Best Practices
This section covers best practices to get the most out of your Repository Firewall solution.
Enable enforcement on proxy repositories
Enforcement is the primary use case for Repository Firewall. Firewall controls dependency management by preventing components with known vulnerabilities and policy violations from entering your proxy repositories.
- Enforcement is managed by IQ Server policy however, the Capability must first be configured, enabled, and have the Quarantined option checked; for each proxy that will need Repository Firewall protection.
- Repository Firewall will audit the existing components in the repository while only quarantining new components not used by existing applications.
- Avoid deleting vulnerable components from your proxy repositories so that existing builds are not impacted.
Additional protections, like dependency confusion protection, are enabled in Nexus Repository. See Getting Started for step-by-step instructions.
Allow builds to pull the components your applications already depend on before enabling enforcement
- Repository Firewall should be used to stop new risks from being introduced into your repository
- Blocking components your applications currently depend on will result in a poor experience with your development teams
- Review the note below on cleaning up vulnerable components from your repository
Block components with unacceptable risk
There are components in public package registries that should never be allowed into your environment. We recommend turning on enforcement right away for the following policies.
- Security-Malicious: components with known malicious intent
- Security-Suspicious: components where Sonatype's Releases Integrate data team is reviewing potential threats
- Security-Critical: vulnerabilities with a CVSS score of 9 or greater should be avoided as much as possible
- License-Banned: license issues can pose financial risks to an organization
Block unknown components
- Blocking Unknown Components ensures that the components entering your repositories have been identified and assessed by Sonatype Intelligence
- Components coming from public repositories are in an unknown state for a short time and automatically released when identified
- Allowing unknown components in your repository may allow risky components to enter your supply chain
For step-by-step instructions on blocking unknown components, see Release Integrity Best Practices.
Enable automatic quarantine release
- Repository Firewall helps automate your repositories' security by automatically releasing components from quarantine.
- Enabling Automatic Quarantine Release reduces the effort of administrating the Repository Firewall and reduces developer friction.

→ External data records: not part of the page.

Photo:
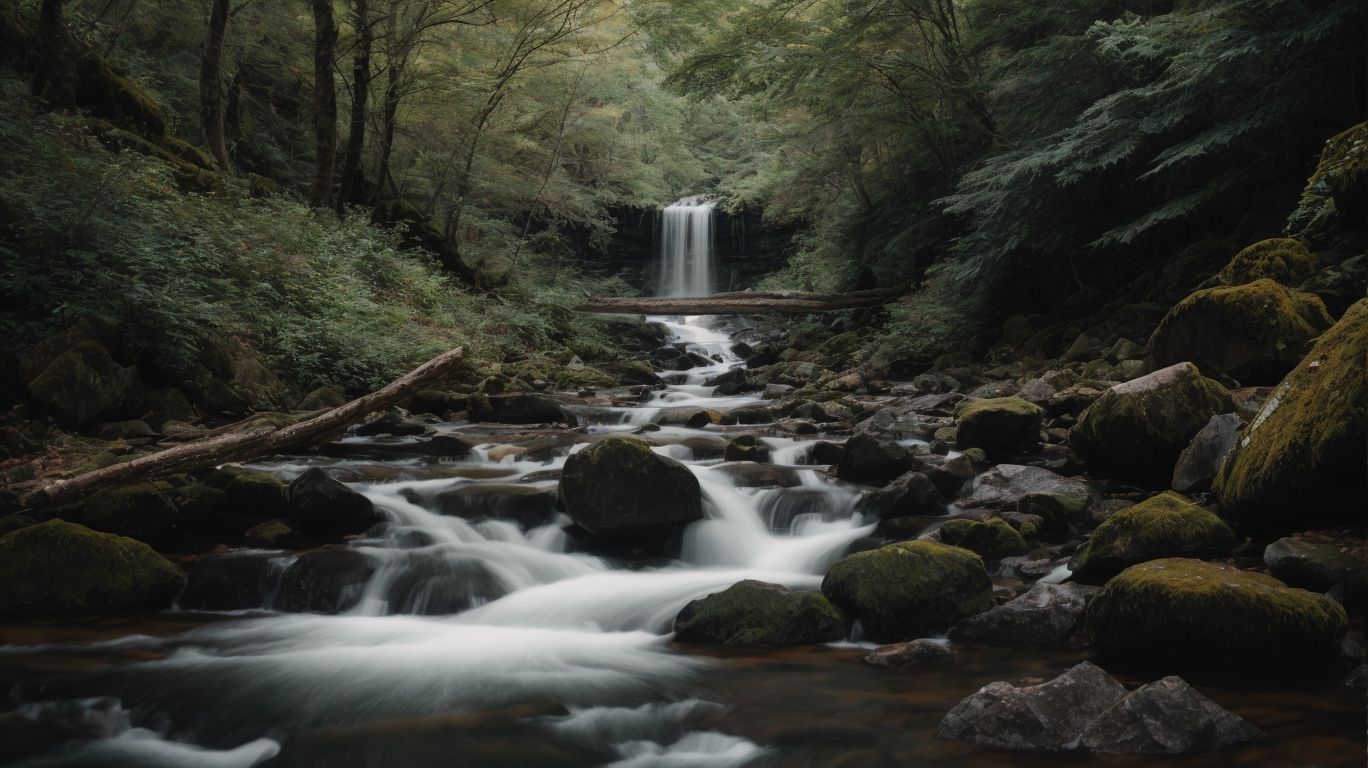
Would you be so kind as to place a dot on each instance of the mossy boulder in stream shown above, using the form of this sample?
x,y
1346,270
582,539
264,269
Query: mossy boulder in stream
x,y
759,613
1164,526
909,589
1255,331
60,568
1301,460
1207,613
1137,429
621,489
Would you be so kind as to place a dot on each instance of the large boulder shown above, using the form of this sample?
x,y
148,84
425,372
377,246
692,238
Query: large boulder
x,y
909,589
1255,331
60,568
758,613
1301,460
999,425
620,488
1194,612
1136,430
1168,525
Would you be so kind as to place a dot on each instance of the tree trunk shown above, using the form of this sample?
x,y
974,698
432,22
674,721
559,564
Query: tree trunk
x,y
253,438
211,86
324,103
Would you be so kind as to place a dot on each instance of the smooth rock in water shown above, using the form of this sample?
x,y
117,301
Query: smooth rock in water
x,y
1167,716
913,653
1200,462
757,615
1194,612
1168,525
1137,429
1045,613
620,488
909,589
1300,463
60,568
320,504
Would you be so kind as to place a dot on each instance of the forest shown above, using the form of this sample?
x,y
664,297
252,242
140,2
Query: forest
x,y
683,382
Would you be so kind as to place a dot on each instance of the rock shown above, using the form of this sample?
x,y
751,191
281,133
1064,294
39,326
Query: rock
x,y
870,459
620,488
60,568
326,581
757,613
1045,718
991,538
911,493
1167,716
320,504
999,425
1137,429
909,589
1253,333
1200,462
1168,525
1045,613
1197,612
1300,463
913,653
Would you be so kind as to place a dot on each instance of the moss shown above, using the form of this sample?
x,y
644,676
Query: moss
x,y
989,538
1301,459
1164,526
1212,613
757,613
1255,331
60,568
909,589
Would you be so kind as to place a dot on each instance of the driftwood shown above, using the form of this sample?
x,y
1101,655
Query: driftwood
x,y
744,303
248,440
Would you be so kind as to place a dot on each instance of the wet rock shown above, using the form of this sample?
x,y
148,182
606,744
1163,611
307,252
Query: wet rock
x,y
60,568
1045,613
758,613
1168,525
1197,612
909,589
1136,430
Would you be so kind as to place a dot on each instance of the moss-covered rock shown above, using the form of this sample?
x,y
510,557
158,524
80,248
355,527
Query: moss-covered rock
x,y
989,538
999,425
1179,609
1164,526
909,589
758,613
1253,331
60,568
1137,429
1301,460
620,488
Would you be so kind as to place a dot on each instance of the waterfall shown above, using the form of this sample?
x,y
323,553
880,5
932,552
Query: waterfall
x,y
687,248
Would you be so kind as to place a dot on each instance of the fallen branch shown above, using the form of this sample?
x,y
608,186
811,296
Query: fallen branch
x,y
252,438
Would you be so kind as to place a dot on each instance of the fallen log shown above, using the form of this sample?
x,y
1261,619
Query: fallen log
x,y
248,440
743,303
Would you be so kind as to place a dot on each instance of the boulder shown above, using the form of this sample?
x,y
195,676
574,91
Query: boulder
x,y
999,425
1044,615
909,589
758,613
1200,462
1253,333
620,488
1137,429
60,568
1168,525
1301,460
1208,613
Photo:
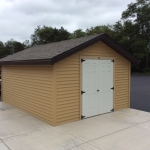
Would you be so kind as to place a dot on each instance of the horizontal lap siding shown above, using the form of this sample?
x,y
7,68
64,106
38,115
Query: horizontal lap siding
x,y
29,88
68,82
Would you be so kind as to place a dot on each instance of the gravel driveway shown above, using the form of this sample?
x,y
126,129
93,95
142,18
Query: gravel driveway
x,y
140,92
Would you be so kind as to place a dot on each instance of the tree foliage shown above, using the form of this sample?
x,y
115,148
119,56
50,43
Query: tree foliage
x,y
139,14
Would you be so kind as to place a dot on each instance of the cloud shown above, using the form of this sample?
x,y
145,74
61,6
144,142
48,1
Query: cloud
x,y
19,18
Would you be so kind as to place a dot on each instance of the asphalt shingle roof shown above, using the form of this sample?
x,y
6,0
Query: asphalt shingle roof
x,y
47,51
54,52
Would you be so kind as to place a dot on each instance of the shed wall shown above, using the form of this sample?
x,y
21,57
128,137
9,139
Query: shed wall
x,y
68,82
30,89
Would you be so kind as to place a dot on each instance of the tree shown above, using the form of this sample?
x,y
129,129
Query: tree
x,y
139,13
12,46
99,30
78,33
45,34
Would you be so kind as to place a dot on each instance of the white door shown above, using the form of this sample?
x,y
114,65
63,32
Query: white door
x,y
90,86
97,81
105,85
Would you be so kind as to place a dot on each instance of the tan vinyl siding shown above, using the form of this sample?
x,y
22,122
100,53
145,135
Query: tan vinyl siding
x,y
68,82
30,89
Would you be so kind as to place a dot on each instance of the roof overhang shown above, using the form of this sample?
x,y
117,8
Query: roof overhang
x,y
103,37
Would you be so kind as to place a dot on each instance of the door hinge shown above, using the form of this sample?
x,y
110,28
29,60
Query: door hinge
x,y
82,92
82,117
112,88
82,60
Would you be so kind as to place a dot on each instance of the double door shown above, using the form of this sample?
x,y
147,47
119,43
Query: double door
x,y
97,87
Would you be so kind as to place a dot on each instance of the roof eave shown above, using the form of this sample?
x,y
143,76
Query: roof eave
x,y
105,39
27,62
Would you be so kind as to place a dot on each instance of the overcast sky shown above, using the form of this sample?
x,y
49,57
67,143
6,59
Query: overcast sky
x,y
19,18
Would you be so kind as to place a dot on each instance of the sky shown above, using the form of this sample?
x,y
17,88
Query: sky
x,y
19,18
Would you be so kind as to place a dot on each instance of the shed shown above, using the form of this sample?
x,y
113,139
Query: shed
x,y
69,80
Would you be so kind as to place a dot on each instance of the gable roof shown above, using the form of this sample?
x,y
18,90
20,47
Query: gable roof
x,y
54,52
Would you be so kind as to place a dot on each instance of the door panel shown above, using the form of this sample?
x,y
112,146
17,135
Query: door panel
x,y
97,81
90,86
105,85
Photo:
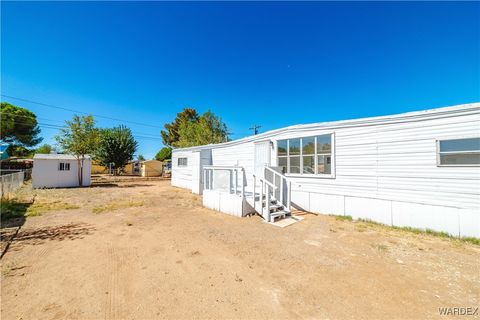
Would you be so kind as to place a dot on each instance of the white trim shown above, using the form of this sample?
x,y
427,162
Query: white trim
x,y
438,153
415,116
331,175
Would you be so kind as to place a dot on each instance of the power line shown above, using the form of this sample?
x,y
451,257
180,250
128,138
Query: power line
x,y
255,128
57,127
61,127
77,111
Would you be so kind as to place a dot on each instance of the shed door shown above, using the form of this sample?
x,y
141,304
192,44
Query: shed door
x,y
262,157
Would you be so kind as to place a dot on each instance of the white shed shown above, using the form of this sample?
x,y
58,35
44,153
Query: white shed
x,y
59,171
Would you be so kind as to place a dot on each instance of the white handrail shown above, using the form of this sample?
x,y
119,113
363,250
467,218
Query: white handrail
x,y
283,182
209,181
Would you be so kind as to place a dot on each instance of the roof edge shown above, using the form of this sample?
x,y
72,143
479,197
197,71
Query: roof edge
x,y
368,121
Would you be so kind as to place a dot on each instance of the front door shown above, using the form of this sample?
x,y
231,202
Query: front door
x,y
262,157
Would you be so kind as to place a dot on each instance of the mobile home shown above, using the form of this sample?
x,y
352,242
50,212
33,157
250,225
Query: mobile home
x,y
418,169
59,171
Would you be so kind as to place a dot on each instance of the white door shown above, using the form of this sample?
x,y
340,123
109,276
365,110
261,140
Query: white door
x,y
262,157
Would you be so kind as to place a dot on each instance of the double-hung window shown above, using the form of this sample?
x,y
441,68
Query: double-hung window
x,y
306,155
459,152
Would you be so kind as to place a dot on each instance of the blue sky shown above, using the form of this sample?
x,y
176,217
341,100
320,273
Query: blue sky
x,y
273,64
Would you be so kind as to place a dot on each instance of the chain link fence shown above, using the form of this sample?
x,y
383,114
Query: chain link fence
x,y
11,181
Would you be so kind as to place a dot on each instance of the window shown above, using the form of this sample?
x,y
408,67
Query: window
x,y
308,155
182,162
459,152
64,166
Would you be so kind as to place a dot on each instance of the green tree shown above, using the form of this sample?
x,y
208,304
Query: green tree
x,y
46,148
116,146
19,151
164,154
208,129
79,137
18,126
171,135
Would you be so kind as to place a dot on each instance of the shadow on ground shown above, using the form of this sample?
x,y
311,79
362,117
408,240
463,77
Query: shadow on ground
x,y
59,233
114,185
13,212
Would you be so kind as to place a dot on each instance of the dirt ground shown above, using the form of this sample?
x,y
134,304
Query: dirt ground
x,y
145,250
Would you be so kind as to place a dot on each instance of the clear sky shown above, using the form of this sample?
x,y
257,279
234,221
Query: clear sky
x,y
272,64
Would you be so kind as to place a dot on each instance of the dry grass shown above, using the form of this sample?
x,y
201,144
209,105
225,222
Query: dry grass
x,y
14,208
116,205
37,208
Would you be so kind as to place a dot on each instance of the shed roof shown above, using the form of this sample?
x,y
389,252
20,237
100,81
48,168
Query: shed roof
x,y
56,156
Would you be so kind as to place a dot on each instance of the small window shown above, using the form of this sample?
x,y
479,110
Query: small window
x,y
182,162
459,152
306,155
64,166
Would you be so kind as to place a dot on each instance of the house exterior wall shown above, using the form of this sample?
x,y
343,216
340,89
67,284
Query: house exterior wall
x,y
45,173
385,171
182,175
151,168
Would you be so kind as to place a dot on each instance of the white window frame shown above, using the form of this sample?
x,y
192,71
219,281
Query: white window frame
x,y
182,165
331,175
438,153
66,166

- Check out Automatic Quarantine Release for more information.
Enable policy-compliant component selection for npm proxy repositories
Policy Compliant Component Selection is a feature that reduces developer friction and administration of the Repository Firewall. With this feature enabled, only the most recent policy-compliant version of a component will install when an application installs dependencies. This prevents newly released package versions from interrupting development if your application automatically downloads the newest version of an application.

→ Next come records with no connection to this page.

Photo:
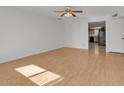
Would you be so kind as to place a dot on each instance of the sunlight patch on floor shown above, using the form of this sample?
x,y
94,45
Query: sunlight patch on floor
x,y
30,70
39,75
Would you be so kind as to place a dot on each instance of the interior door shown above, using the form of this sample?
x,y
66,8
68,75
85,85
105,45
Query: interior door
x,y
117,35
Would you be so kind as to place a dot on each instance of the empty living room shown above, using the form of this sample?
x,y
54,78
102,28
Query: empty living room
x,y
61,45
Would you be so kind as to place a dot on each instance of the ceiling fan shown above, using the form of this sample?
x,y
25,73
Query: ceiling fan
x,y
68,11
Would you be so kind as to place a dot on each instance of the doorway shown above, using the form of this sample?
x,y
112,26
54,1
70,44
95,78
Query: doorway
x,y
97,36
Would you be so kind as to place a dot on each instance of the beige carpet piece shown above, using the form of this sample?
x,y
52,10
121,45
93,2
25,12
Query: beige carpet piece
x,y
30,70
45,78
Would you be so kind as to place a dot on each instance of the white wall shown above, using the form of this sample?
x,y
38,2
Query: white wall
x,y
76,33
23,34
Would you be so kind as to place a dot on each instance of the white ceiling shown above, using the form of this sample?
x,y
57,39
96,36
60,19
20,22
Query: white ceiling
x,y
88,11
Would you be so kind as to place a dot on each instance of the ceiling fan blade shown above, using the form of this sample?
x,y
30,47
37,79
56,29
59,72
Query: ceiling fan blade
x,y
73,15
63,14
58,11
77,11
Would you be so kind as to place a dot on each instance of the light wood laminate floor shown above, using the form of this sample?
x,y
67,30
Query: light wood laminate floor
x,y
77,66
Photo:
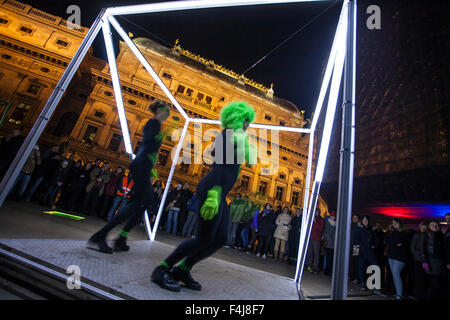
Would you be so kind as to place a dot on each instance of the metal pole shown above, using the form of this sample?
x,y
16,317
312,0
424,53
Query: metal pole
x,y
8,105
345,193
169,179
46,113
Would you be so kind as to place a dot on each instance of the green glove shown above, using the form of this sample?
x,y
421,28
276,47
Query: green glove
x,y
153,157
210,207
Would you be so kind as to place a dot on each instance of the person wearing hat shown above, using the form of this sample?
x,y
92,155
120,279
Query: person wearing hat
x,y
174,209
329,235
142,169
26,173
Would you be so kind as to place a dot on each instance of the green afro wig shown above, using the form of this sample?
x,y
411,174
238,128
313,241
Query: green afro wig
x,y
235,114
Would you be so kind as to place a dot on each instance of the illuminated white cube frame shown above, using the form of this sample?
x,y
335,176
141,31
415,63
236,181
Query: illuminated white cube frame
x,y
331,82
333,73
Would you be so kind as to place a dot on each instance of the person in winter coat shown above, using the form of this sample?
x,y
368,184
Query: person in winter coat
x,y
433,259
329,234
253,229
236,211
174,199
110,190
58,179
74,170
397,253
246,221
123,193
186,194
191,220
416,248
294,235
99,179
313,254
27,172
353,263
266,223
366,242
9,150
281,234
79,184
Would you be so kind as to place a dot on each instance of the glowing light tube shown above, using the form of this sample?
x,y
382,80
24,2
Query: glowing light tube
x,y
191,5
337,66
147,65
332,103
328,71
169,179
116,86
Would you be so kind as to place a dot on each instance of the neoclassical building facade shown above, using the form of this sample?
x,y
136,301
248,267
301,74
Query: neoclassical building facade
x,y
35,48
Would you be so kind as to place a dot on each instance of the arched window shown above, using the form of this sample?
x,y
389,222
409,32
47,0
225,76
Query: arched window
x,y
66,124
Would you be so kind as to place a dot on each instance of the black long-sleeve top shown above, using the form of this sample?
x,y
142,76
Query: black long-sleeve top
x,y
152,138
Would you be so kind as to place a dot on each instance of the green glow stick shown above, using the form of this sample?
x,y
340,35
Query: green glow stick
x,y
66,215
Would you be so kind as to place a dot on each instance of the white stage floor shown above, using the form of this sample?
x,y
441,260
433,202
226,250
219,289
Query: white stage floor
x,y
128,273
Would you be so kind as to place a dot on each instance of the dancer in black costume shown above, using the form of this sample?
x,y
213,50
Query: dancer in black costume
x,y
142,194
211,191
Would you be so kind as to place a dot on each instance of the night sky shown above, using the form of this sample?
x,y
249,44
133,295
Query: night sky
x,y
236,38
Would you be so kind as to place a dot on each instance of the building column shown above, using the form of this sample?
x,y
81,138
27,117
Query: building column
x,y
76,132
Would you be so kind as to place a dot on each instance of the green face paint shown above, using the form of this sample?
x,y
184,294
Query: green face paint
x,y
65,215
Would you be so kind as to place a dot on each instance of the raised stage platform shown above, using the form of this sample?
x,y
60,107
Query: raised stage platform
x,y
127,274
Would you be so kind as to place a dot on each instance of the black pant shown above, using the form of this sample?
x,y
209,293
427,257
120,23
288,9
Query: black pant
x,y
420,281
141,198
434,287
263,244
90,203
106,205
212,234
329,254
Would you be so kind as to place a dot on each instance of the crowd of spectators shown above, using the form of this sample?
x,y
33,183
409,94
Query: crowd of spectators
x,y
413,263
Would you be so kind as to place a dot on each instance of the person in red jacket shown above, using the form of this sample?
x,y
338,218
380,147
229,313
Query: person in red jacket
x,y
313,256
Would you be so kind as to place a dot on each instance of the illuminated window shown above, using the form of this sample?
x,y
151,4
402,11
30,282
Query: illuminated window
x,y
262,188
33,89
138,146
62,43
26,30
279,193
184,167
295,198
115,142
99,114
89,134
245,181
163,156
189,92
181,89
19,113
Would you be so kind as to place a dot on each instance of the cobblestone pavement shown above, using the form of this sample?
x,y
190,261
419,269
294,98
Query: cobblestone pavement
x,y
27,221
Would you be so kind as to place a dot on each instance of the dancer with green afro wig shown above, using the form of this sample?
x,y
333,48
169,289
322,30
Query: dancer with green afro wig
x,y
213,210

See Policy Compliant Component Selection and the Policy Compliant Component Selection FAQ for more information.
Use cleanup policies to remove vulnerable components currently in your repository
Repository Firewall is designed not to break your existing applications by only blocking new components before they are allowed into your repository. To clean up your repository, focus on removing vulnerable components from your applications while setting your cleanup policies to remove anything which has not been downloaded as frequently as you build your applications. Once your applications are no longer using those components Nexus Repository will automatically remove them from the proxy. The next time they are requested, they will be quarantined. Keep in mind legacy applications may not be built as frequently as other applications in production when setting the cleanup timing.

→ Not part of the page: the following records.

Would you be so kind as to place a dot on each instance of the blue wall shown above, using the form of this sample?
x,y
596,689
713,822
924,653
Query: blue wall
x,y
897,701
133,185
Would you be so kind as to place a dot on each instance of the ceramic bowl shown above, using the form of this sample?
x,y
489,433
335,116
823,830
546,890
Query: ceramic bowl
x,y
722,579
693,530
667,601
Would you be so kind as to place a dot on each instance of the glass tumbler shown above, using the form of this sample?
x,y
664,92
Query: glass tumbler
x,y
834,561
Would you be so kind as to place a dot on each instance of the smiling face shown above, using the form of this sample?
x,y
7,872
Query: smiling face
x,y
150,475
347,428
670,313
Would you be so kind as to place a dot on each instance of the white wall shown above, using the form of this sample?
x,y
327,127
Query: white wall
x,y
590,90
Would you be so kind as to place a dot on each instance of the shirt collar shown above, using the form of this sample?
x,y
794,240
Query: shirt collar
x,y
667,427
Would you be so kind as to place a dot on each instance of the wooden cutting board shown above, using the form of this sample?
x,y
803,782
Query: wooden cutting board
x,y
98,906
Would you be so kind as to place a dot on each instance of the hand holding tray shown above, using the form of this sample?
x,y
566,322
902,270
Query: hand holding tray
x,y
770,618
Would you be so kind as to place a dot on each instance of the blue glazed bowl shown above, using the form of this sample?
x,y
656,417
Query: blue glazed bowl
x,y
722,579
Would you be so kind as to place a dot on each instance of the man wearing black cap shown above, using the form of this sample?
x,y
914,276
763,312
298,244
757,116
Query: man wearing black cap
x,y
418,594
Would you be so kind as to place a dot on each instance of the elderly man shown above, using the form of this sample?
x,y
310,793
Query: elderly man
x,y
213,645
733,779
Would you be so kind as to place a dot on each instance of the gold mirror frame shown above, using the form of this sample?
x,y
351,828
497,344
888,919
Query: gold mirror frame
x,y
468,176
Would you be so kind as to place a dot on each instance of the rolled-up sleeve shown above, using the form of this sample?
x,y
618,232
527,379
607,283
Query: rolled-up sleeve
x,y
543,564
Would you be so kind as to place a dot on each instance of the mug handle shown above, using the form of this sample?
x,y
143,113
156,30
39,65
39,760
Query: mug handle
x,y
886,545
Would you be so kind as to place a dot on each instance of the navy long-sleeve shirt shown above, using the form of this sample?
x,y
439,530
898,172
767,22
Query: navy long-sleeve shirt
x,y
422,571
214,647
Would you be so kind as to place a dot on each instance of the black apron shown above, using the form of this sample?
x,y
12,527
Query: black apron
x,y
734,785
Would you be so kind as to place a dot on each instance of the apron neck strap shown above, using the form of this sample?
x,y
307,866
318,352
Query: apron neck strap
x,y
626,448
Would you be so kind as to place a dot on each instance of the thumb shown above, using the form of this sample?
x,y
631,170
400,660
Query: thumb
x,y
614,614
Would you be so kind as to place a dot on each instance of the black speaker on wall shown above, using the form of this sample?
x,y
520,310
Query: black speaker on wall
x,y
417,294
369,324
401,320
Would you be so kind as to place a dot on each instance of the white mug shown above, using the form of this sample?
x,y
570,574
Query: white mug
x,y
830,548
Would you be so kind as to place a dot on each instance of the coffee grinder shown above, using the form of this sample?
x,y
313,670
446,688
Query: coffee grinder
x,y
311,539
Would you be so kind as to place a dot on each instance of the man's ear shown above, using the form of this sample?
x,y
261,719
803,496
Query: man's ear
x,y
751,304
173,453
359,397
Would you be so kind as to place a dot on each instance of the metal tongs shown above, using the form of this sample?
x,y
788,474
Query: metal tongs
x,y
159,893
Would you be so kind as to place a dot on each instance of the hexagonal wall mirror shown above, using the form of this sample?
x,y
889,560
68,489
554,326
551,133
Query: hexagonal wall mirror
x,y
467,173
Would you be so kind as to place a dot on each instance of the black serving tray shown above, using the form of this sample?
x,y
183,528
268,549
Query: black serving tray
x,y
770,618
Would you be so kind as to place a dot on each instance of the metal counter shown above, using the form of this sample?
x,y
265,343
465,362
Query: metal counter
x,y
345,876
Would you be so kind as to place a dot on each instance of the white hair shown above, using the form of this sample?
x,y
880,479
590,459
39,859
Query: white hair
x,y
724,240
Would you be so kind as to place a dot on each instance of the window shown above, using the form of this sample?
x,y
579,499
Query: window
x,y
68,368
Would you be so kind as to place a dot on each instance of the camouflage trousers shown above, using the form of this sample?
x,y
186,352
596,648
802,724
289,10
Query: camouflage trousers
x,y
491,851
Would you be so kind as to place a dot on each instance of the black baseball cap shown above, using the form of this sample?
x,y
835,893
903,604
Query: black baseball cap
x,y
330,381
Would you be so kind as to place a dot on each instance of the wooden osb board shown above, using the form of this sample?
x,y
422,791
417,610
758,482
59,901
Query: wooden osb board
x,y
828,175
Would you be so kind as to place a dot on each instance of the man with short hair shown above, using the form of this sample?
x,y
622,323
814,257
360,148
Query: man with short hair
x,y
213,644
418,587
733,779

Define & communicate your waiver workflow to developers
Before turning on Repository Firewall enforcement, communicate to your development team the expected response when components have been automatically quarantined. Access to the proxy repository is often anonymous and quarantine messaging is easily overlooked. Repository Firewall administrators may not be able to determine who attempted to download a quarantined component in the first place. Developers need to know how and to who to reach out to have a component reviewed and released from quarantine.
Scope waivers to all versions of a component when you will accept the risk
For developer dependencies and frameworks of which new versions are automatically approved, scope waivers to include all versions of the component. This will accept the risk of a single violation for all future versions of a component while still blocking new violations when they are discovered.
Enforce organization-tailored policies
As your organization becomes more familiar with Repository Firewall, you can enable the enforcement of more policies to better manage risk in your repositories. The Repository Results screen will show policy violations for components in your repositories. This tool helps you understand the impact of enabling enforcement for a given policy and set expectations when setting a policy to fail.
Enable enforcement on supported proxy repositories
Repository Firewall works by identifying open-source from public repositories from any of the supported ecosystems. Your performance may be negatively impacted when configuring Repository Firewall on unsupported proxies.